I wish you all the best and hope that you can find a resolution with your manager 🙂
Hi That Other Guy,
I've got my first appointment with a psychiatrist in September that specialises in ADHD adults. It's quite a while away from now so I've been struggling a little. I'm hoping if I do get diagnosed to be able to be prescribed ADHD medication to help. Thanks for your input 🙂
Thank you for sharing your part, I don't feel as lonely hearing your story. I have yet to talk to my manager about reducing hours as of yet. Every time I see her in her office I end up being so anxious trying to bring it up and end up just asking for a couple of days off instead because I feel like it's too much.
I've mustered up the courage and ending up accepting to got to work later today to do only half of my shift. I know I'm gonna hate myself for going and I'm worried about coworkers being nosy about my sudden disappearance for the past couple of days which was one of the big reasons why I didn't want to go.
I'll try and talk to my manager next week as they're back on and we'll see how we go...

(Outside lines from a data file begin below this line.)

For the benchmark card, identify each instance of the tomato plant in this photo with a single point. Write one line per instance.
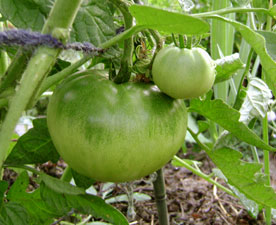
(183, 73)
(115, 132)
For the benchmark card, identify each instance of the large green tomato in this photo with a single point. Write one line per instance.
(183, 73)
(113, 132)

But thank you very much for sharing, I really appreciate it 🙂
I can understand that anxiety around talking to your manager, especially because you don't know what their response will be. It takes a lot of courage to have a face-to-face discussion at times and I always found that the longer I put it off, the more anxious I became. Here are some tips that I found worked best for me: knowing exactly what I wanted to say and practicing what I was going to say; when I took the focus away from what my manager's reaction would be and rather on what I needed and wanted to say then I felt a lot more confident going in. Be open to suggestion; if you don't feel comfortable necessarily asking for the reduction in hours perhaps going in and telling her how you feel, what hasn't been working for you (current hours), what you think would benefit you in the long run (a reduction in hours) and if she has any way that she can think of that would accomodate the change.

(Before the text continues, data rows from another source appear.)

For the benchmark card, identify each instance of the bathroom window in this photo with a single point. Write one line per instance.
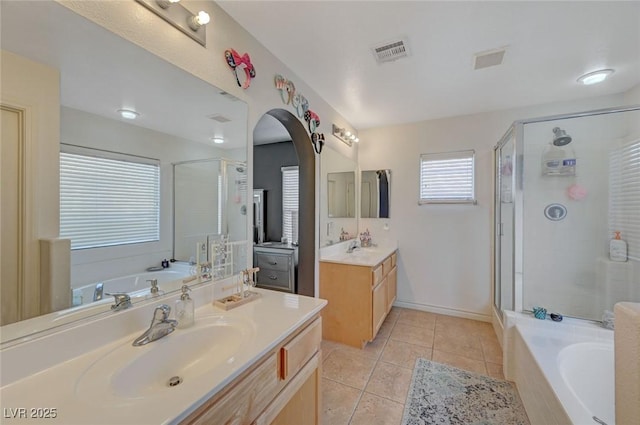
(108, 199)
(447, 177)
(624, 195)
(290, 198)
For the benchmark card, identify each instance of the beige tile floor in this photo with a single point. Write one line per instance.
(370, 386)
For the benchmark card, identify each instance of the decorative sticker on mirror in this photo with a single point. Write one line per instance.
(287, 88)
(318, 141)
(301, 105)
(237, 61)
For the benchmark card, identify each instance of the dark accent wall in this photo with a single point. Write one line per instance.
(307, 188)
(267, 161)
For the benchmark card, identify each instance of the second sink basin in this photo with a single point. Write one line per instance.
(181, 358)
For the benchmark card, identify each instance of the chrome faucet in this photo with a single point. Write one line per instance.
(97, 292)
(352, 246)
(122, 301)
(161, 326)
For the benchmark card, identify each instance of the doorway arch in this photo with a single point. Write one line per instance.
(307, 198)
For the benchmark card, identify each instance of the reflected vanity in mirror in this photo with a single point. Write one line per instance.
(375, 192)
(337, 197)
(176, 206)
(341, 194)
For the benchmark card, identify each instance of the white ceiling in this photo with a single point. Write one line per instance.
(101, 73)
(549, 45)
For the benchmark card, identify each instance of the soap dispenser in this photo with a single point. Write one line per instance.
(185, 309)
(617, 248)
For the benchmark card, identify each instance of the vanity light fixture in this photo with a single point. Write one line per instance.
(196, 21)
(128, 114)
(345, 135)
(595, 76)
(172, 11)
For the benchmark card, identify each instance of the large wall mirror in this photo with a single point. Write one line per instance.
(172, 151)
(337, 197)
(375, 192)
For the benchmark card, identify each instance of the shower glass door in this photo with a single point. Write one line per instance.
(504, 223)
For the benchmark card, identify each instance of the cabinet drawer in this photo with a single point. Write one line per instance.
(244, 402)
(270, 277)
(300, 349)
(274, 262)
(376, 275)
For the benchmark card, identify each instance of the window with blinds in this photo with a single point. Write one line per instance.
(108, 199)
(447, 177)
(624, 195)
(290, 197)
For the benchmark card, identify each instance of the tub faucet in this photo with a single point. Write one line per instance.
(161, 326)
(352, 246)
(97, 292)
(122, 301)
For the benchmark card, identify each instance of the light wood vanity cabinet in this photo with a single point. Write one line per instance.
(283, 387)
(360, 297)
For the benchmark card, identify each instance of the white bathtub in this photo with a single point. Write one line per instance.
(564, 371)
(136, 285)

There is no shame in needing to take time for yourself, it is actually really admirable that you still have your work at the forefront of your mind and trying not to disappoint or them down. I'm sure your manager and co-workers can acknowledge your incredible contributions so don't disappoint yourself in the process of trying to please or keep up appearances. People are naturally going to feel curious or worried and hope that you are okay. If you don't feel comfortable sharing your experience/reason for absence then I always found it helpful to acknowledge that you were gone before they even ask and that you're back and can't wait to get back into things. Eventually, you might feel comfortable in confiding with others but you don't owe an explanation 🙂
Best of luck with your chat and for your journey!